Judge orders Norris' return

Community service must be performed in Baltimore

February 03, 2005|By Matthew Dolan | Matthew Dolan,SUN STAFF

Former city police Commissioner Edward T. Norris, released from federal prison last month, is returning to Baltimore after all.

Norris, who pleaded guilty to public corruption and tax charges in March, lost his bid yesterday to move his community service requirement from Baltimore to his new home in Tampa. Fla.

"Edward T. Norris owes a moral debt to the citizens of the City of Baltimore," said U.S. District Judge Richard D. Bennett in an order issued yesterday.

"The debt can only be repaid by community service in the City of Baltimore."

Norris, 44, admitted last year to misusing a special police fund and evading tax laws.
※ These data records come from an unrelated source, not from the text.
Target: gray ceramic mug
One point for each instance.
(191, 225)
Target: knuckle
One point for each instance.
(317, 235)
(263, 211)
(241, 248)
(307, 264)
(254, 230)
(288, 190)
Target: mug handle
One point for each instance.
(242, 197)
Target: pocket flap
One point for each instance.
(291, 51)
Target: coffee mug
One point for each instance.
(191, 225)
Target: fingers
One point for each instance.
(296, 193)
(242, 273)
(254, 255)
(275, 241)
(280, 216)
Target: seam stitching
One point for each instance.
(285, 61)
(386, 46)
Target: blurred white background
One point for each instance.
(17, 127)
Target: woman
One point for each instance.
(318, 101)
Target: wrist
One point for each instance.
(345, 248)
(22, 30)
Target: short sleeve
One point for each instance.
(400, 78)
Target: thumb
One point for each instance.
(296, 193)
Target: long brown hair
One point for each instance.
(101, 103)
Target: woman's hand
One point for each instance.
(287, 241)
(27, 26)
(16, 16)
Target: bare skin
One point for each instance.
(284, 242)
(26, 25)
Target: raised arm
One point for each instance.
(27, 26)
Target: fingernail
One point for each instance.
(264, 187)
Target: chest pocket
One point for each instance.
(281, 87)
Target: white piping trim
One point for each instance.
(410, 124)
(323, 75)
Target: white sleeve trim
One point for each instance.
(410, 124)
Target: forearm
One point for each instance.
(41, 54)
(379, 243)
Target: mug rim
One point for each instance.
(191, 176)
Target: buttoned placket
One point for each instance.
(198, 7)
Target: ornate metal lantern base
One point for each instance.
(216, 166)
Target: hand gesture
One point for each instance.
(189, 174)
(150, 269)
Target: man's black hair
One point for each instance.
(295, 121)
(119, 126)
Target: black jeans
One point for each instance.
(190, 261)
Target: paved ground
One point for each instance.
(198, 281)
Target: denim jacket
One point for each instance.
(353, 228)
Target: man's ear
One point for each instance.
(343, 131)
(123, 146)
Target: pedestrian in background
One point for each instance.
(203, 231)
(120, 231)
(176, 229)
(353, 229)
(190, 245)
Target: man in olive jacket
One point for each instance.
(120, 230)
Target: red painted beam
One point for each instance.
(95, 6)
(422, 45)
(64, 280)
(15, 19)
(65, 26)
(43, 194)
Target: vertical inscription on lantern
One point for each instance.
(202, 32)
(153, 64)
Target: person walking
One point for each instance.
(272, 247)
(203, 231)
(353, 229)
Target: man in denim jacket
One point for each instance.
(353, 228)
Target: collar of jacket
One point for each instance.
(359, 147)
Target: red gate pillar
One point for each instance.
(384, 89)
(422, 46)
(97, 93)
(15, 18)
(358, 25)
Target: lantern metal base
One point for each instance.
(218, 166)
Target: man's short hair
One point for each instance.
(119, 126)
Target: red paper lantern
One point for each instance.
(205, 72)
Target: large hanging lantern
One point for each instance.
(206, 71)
His lawyers said yesterday that he will obey the judge's order.

"We're disappointed," David B. Irwin, one of Norris' defense attorneys, said of the judge's decision. "We just wished that we would have been shown a little more mercy at this point."

It was unclear what community service Norris, who was also the Maryland State Police superintendent after quitting as city police commissioner, will be required to perform. The community service will be directed by the U.S. Probation Office in Baltimore, and officials said this week they do not comment on individuals cases.

Bennett sentenced Norris in June to serve six months behind bars, followed by three years' supervised release, including six months of home detention. Norris also was ordered to pay $12,000 in restitution, a $10,000 fine and perform 500 hours of community service, specifically in Baltimore.

Last month, his defense attorneys asked Bennett to allow Norris to complete his community service in Florida, where he now lives with his wife and son. But the U.S. attorney's office in Maryland objected, arguing that Norris showed no contrition for his crimes in a recent television interview and should receive no leniency.

Bennett agreed with federal prosecutors yesterday that the ex-police commissioner should perform his community service in Baltimore.

Norris also asked that if he were required to come back to Baltimore, he be allowed to complete his community service while serving six months of home detention. But prosecutors objected, and Bennett rejected that request as well.

"While such an accommodation may be allowed a review of prior cases before this Court reflects that such accommodations are rarely granted," the judge wrote. "Quite simply, the facts of this case do not justify treating Mr. Norris differently from any other defendants."

Bennett also turned down a request by Norris' attorneys for a hearing to make their case.